Un arrière-goût de gras de viande mêlé à la menthe du dentifrice dans la bouche, Anton avait dormi d’un sommeil sans repos. Le réveil avait sonné, l’aube se proposait, elle s’emparait d’un fond de ciel derrière les immeubles grisâtres.

À la table du petit-déjeuner, Anton dit à son père qu’il était heureux d’avoir suscité l’intérêt de sa tante. Peut-être lui rendrait-il visite un de ces jours.

Parfois, répondit son père, il l’enviait, elle vivait comme une enfant. Pas de réveille-matin, pas d’impôts, des jobs par-ci par-là. Elle avait toujours fait ce qui lui plaisait sans se soucier des conséquences : comme ce mercredi où elle l’avait planté, lui, son petit frère de huit ans, à la sortie de l’école primaire. Il avait attendu dans le bureau de la concierge. Elle avait rappliqué deux heures plus tard, au bras de son fiancé : désolée, elle n’avait pas vu le temps passer…

 

Pouvait-on arrêter d’employer le mot “fiancé” ?

En dépit de la forme interrogative de sa phrase, sa sœur, Dafina, ne posait pas une question. La version familiale de l’histoire l’écœurait mais maintenant qu’Anton était spécialiste ès féminisme, sans doute serait-il autorisé de la questionner, cette histoire. Elle se leva brusquement, posa sa tasse dans l’évier, puis disparut dans sa chambre.

J’ai fâché ta sœur, soupira son père.

Il fallait contextualiser : dans les années 1980, une très jeune fille pouvait tomber amoureuse d’un homme mûr sans qu’on crie au scandale. Marc l’avait beaucoup soutenue. Il l’avait quasiment éduquée, lui achetait des vêtements, des livres… Toutes les jeunes filles n’avaient pas la chance de tomber sur un fiancé instruit, prévenant. Sans l’aide de Marc et cette bourse qu’il l’avait aidée à obtenir, elle n’aurait pas eu les moyens de préparer le concours européen d’Anvers. Il s’était même porté garant lorsque leur mère avait déménagé pour un appartement plus spacieux.
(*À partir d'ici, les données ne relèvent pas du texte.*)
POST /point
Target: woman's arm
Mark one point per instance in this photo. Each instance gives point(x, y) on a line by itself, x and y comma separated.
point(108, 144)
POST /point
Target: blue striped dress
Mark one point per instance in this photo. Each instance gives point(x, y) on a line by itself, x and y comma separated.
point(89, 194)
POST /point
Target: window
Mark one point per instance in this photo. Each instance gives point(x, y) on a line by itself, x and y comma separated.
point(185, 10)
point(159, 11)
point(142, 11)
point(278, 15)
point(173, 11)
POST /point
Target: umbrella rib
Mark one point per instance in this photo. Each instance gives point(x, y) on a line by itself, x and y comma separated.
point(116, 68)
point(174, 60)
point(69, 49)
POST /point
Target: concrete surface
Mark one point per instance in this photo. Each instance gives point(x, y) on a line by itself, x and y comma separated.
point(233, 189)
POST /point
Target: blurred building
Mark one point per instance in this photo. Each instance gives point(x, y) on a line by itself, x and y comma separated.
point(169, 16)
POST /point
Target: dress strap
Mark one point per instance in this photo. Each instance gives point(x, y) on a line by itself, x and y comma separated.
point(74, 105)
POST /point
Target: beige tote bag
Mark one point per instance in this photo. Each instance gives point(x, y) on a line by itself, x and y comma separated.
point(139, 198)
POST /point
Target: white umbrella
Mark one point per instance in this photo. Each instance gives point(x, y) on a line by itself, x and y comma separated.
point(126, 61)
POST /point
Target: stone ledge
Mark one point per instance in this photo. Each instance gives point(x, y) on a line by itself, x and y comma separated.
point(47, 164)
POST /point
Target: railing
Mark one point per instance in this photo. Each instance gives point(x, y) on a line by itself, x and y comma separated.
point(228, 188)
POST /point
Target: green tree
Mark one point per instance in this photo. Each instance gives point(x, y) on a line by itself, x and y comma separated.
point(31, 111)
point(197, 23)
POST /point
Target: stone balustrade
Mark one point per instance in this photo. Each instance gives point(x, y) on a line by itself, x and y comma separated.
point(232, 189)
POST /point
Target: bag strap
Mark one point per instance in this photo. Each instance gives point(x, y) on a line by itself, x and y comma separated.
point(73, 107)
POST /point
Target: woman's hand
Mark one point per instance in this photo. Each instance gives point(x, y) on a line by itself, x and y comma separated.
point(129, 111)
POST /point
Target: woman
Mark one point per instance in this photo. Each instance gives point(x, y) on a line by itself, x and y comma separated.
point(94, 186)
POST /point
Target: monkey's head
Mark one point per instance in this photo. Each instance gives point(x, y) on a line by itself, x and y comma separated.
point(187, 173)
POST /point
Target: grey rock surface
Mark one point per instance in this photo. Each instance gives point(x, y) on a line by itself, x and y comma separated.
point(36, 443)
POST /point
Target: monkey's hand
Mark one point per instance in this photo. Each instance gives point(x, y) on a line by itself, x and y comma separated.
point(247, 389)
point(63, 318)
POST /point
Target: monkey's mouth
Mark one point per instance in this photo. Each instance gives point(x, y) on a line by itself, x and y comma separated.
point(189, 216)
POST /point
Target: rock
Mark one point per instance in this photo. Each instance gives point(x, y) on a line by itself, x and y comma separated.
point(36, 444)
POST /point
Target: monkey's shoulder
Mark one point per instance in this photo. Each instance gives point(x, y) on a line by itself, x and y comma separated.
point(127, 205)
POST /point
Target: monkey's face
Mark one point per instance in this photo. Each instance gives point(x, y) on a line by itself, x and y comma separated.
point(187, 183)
Et puis, quand elle était adolescente, ce n’était pas une sainte, ni une tendre, Betty ! Le jour de son audition pour le théâtre de Bordeaux, au moment où elle avait vu la file de danseuses, elle avait pris pour prétexte une envie pressante d’aller aux toilettes ; une fois dans le théâtre, elle avait enfilé justaucorps, collants et pointes et s’était présentée parmi les premières devant le chorégraphe, qui l’avait engagée. Quant à cette façon qu’elle avait eue de tout balancer à la poubelle… Un caprice de princesse.

 

Anton avait entrouvert la porte de sa grande sœur, assise en tailleur sur son lit, son ordinateur portable sur les genoux.

Tu es fort en calcul mental, Anton ? Quand Papa avait huit ans, Betty en avait treize. Le type, une quarantaine. Fiancé ? Pas étonnant qu’elle soit cinglée, Betty.

Mais… peut-être Betty était-elle amoureuse de Marc ? avait tenté Anton.

Décidément, on perpétuait la tradition familiale… Parler de Betty mais pas avec Betty. Exactement ce qu’Anton et elle faisaient en ce moment. Va la voir, avait soufflé Dafina.